“Why? We were really close once, right? Why does spending time together have to be complicated?”
“Um, maybe because I’m your daughter’s teacher?”
He chuckled softly and I was relieved he wasn’t angry. “There is that.”
“Also, my brother is technically your boss. And he wasn’t your biggest fan in the first place.”
“You think Andy is going to trade me if he catches me hanging out with his sister?”
I gave a light laugh, but there was a part of me that believed that was exactly what would happen. I had barely been able to restrain my brother from going after Liam the last time he’d hurt me.
“Look,” he said, his voice gentle now. “I know it’s complicated. I’m not saying we should rush into anything. I just know that I’ve missed you for twelve years. And now that we’re in the same city it would feel…I don’t know. Really stupid. It would feel phenomenally stupid not to spend time with you now that I have the chance again.”
“It would,” I agreed, unable to lie to him.
“At the very least, I’ve really missed your friendship. Couldn’t we pick up where we left off and go from there?”
But we hadn’t left off as friends. At least not on my part. The last time I’d seen Liam O’Conner in Minnesota, I’d been heartbroken and in love with him.
I couldn’t exactly admit that, though. So instead, I forced some cheer into my voice and said, “sure. We could definitely be friends again.”
“Good. I would really like that, Gracie.”
There was another long beat of silence. “I should probably go,” I finally said. “The kids will be rambunctious as always tomorrow morning whether I get some rest or not.”
“Okay,” he replied, and I wanted to just sink into the warmth in his voice. “I’ll talk to you soon.”
“Have a safe flight home.”
“Sleep well, Gracie.”
I murmured a good night and disconnected the call. I lay there holding the phone for a long moment, not sure I’d be able to sleep at all, despite the truth of what I’d told him about the kids’ energy levels.
It was all fine and good to agree to be friends with the only guy I had ever loved. But I was afraid that in practice, it was going to be a lot harder than it sounded. The last time we’d been together for any real length of time, I’d spent half the hours wishing he would love me, and the other half pretending I wasn’t head- over-heels. It was exhausting.
I may be older and wiser now, but I had a feeling that where Liam O’Conner was concerned, my heart was just as foolish as it ever was. And I wasn’t sure I would be able to pretend with him again.
CHAPTER 13
Losing hockey games was never any fun. And while pre-season games counted for virtually nothing, it was hard not to notice the toll our losing record was having on morale. The rookies were nervous, the veterans frustrated. Jay and I did our best to encourage and calm everyone in the locker room, but it was increasingly feeling like a pointless exercise.
Most coaches would look at a skid like this in the pre-season as an opportunity to change it up, try out some prospects, play around with the lines. But Dillion seemed stubbornly determined to stick to the original playbook. I couldn’t understand it—we were already getting our asses kicked out there. Why not shake things up to see what happened?
Things at home weren’t a whole lot better. Chloe had actually called Josie back at the beginning of the week. Instead of easing our daughter’s bad mood, the phone call only seemed to make it worse. Josie retreated into herself even more, rarely talking to me unless I pressed. She’d even stopped talking about the dog I’d promised to get her, brushing me off whenever I brought it up.
Even more worrying, she was pulling back from Evelyn and Peter as well. Both reported that she was quiet and distant after school.

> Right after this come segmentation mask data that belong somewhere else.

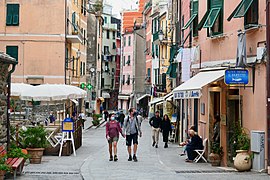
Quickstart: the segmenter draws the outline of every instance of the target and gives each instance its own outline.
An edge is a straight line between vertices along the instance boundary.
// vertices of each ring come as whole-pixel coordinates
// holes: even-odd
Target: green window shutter
[[[158,45],[155,45],[156,46],[156,56],[158,57],[159,53],[158,53]]]
[[[243,0],[234,14],[234,18],[244,17],[254,0]]]
[[[155,45],[152,43],[152,57],[155,57]]]
[[[13,4],[7,4],[6,25],[12,25]]]
[[[198,14],[198,12],[199,12],[199,1],[198,0],[194,0],[193,2],[192,2],[192,14],[194,15],[194,14]]]
[[[210,8],[222,8],[222,0],[210,0]]]
[[[170,64],[170,66],[168,67],[166,74],[170,75],[171,71],[172,71],[172,64]]]
[[[72,24],[73,25],[76,24],[76,13],[75,12],[72,13]]]
[[[20,5],[19,4],[13,4],[13,25],[19,25],[19,13],[20,13]]]
[[[202,29],[202,27],[203,27],[203,25],[204,25],[204,23],[205,23],[205,21],[206,21],[208,15],[209,15],[209,13],[210,13],[210,10],[207,10],[207,12],[204,14],[202,20],[201,20],[200,23],[198,24],[198,30],[201,30],[201,29]]]
[[[18,46],[7,46],[6,53],[18,62]]]
[[[203,25],[204,28],[211,28],[215,24],[218,16],[220,15],[221,9],[220,8],[212,8],[205,23]]]
[[[197,16],[198,14],[193,14],[191,18],[188,20],[187,24],[182,29],[186,30]]]
[[[174,57],[176,56],[177,50],[178,50],[177,45],[173,45],[171,47],[171,49],[170,49],[170,62],[174,61]]]
[[[172,63],[172,70],[171,70],[171,73],[170,73],[170,77],[171,78],[176,78],[177,77],[177,72],[176,72],[176,69],[177,69],[177,63]]]
[[[233,10],[233,12],[232,12],[232,14],[227,18],[227,21],[230,21],[233,17],[234,17],[234,15],[235,15],[235,13],[238,11],[238,9],[239,9],[239,7],[242,5],[242,1],[238,4],[238,6]]]

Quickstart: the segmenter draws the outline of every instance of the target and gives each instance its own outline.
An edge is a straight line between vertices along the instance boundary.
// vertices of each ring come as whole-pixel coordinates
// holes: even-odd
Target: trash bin
[[[265,169],[265,132],[251,131],[251,151],[254,154],[252,169],[261,171]]]

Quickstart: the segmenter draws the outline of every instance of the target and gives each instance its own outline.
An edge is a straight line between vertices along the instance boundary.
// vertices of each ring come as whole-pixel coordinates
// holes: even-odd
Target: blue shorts
[[[126,145],[127,146],[131,146],[132,141],[133,141],[133,144],[138,144],[138,133],[126,136]]]

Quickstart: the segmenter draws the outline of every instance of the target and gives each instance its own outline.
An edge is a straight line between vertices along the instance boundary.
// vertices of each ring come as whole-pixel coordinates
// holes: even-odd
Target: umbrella
[[[87,92],[65,84],[42,84],[34,86],[21,94],[22,100],[34,101],[58,101],[66,99],[84,98]]]
[[[11,96],[21,96],[24,91],[28,91],[34,86],[24,83],[11,83]]]

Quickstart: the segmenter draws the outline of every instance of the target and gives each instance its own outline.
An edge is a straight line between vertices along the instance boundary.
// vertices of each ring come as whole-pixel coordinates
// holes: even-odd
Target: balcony
[[[66,39],[69,43],[82,43],[83,41],[83,37],[78,31],[72,31],[72,34],[67,34]]]
[[[117,24],[104,24],[104,29],[117,30]]]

After three days of this, Evelyn finally got Josie to tell her about the phone call with Chloe. Apparently, Josie had asked her when she might visit and Chloe had blown her off. Of course she did. And now our daughter was reeling all over again, wondering when she was going to see her mother.
I was worried sick about her.
So life was shitty at the rink and life was shitty at home. About the only thing I seemed to have going for me that week was my nightly phone calls with Grace.
Talking to her the night of our first pre-season game had been both exciting and painful. Hearing her voice in my ear while I sat alone in a depressing hotel room was a luxury I had never thought to dream about. After our kiss, I had been afraid she was going to shut down on me. Instead, she finally seemed to be getting comfortable with me, teasing and joking around right back just the way she used to.
I hadn’t realized how much I was dreading that she might regret the kiss. God knew thatIdidn’t regret it, not for a second. It had only been a light brush of my lips over hers, a fleeting moment of closeness, but I fucking relished it. I would never admit this to anyone for fear of being branded a pussy for life, but the truth was, kissing Gracie felt like coming home.
And I spent a worrying amount of my free time trying to figure out how to convince her to do it again as soon as possible.